2. Plasma kinin system
o Kallikrein (resulting from pre-kallikrein), acts on kininogen with high or low GM, resulting in plasma kinins: bradykinin, lysyl-bradykinin, methionine-lysyl-bradykinin.
o Bradykinin => has the strongest vasodilating effect among the vasoactive mediators released in the inflammatory process; most important in modulating inflammation and pain.
3. Arachidonic acid derivatives
Arachidonic acid results from phospholipids under the action of phospholipase A2.
It has 2 metabolic pathways:
a. under the action of cyclooxygenase => prostaglandins (E, D, I) + thromboxane.
b. Under the action of lipooxygenase => leukotrienes + hydroxyheicosatetraenoic acid (HETE).
- contributes to the formation of inflammatory edema (E, D)
- contributes to hyperalgesia
- antiplatelet effect (I)
- modulates the febrile reaction (E)
- antagonistic effect
- chemoattractant effect
- produce the aggregation of granulocytes, macrophages, monocytes
- releases lysosomal enzymes
- activates the suppressor T lymphocyte
- they intervene at the level of basophils and favor the release of histamine (slow reaction substance of anaphylaxis).

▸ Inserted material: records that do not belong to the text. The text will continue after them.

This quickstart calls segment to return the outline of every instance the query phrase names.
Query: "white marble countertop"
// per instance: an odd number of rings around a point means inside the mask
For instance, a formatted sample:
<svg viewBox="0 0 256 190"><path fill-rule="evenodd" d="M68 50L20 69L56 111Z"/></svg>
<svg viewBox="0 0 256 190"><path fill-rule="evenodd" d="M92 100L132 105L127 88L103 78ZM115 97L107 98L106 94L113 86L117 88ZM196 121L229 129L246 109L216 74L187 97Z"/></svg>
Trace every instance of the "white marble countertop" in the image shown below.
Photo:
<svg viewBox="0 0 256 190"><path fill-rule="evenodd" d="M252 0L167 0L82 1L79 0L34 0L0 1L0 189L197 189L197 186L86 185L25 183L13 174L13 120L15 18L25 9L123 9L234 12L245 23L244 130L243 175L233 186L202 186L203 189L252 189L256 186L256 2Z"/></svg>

= mediators who ensure the transmission of information between cells.
- represented by: interleukins (IL 1 to 13) with pro or anti-inflammatory effect
, TNF (tumor necrosis factor), CSF (cell colony stimulating factor), chemotactic factors, interferons, growth factors, adhesion molecules.

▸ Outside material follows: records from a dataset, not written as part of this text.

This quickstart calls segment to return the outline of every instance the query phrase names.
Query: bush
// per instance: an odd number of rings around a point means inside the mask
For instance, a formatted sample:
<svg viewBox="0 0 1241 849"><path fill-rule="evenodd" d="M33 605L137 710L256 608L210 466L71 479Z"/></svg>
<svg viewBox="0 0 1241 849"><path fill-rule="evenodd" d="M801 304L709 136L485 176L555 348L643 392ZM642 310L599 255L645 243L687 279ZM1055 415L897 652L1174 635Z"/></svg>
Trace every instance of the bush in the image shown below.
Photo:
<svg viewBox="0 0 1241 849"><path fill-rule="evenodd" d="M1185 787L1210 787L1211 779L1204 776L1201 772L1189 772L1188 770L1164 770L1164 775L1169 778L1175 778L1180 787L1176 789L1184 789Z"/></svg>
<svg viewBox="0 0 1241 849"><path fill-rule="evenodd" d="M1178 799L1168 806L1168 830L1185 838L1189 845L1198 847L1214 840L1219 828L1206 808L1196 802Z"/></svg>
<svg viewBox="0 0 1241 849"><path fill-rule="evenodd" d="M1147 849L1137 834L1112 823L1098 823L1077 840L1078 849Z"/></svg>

General reactions that accompany inflammation
= a general, nonspecific reaction, which within certain limits and duration has the meaning of a defense reaction.
- It is nonspecific because it can be triggered by a wide variety of etiological agents.
- The character of defense is due to the following situations:
there is the activation of general, non-specific defense mechanisms (leukocytosis, phagocytosis, activation of macrophage system).
Increases AC synthesis.
The penetration of medicinal substances into the tissues is favored.
Unfavorable conditions are created for the development of microorganisms.
- the limits of the defense character of the febrile reaction are in relation both to its duration and to its intensity.
- Pyrethroid therapy = artificial production of fever by administering foreign proteins.
Phases of the febrile reaction
1. Latency phase
- From contact with pyrethroid agent to rising temperature.
2. Temperature rise phase
- there is a temporary imbalance between thermogenesis and thermolysis.
- The patient is pale, has the sensation of chills (chills). = Cold stage
- Cardiac activity intensifies, glomerular filtration decreases, diuresis is reduced.
3. The state phase
- after reaching the new homeothermal point, a balance is established between thermogenesis and thermolysis.
- The patient has rosy skin, well irrigated, with a feeling of warmth.
4. Defervescence phase
- a new imbalance in which, this time, the thermogenesis decreases and the thermolysis increases.
II. Chronic inflammation
- refers to the duration of the inflammatory process.
a. the etiological agent persists for a long time
b. The mediators of the released inflammation act on the cells in the inflamed tissue or on some distant cells.
c. has 3 phases:
1. Inflammatory phase - endothelial cells, pmn, lymphocytes, monocytes macrophages, platelets are important.
2. Proliferation phase - connective tissue cells migrate, proliferate and synthesize components of the extracellular matrix.
3. The recovery phase and / or fibrosis - the continuous release of inflammatory cytokines takes place, the cellular processes are amplified, leading to the perpetuation of chronic inflammation.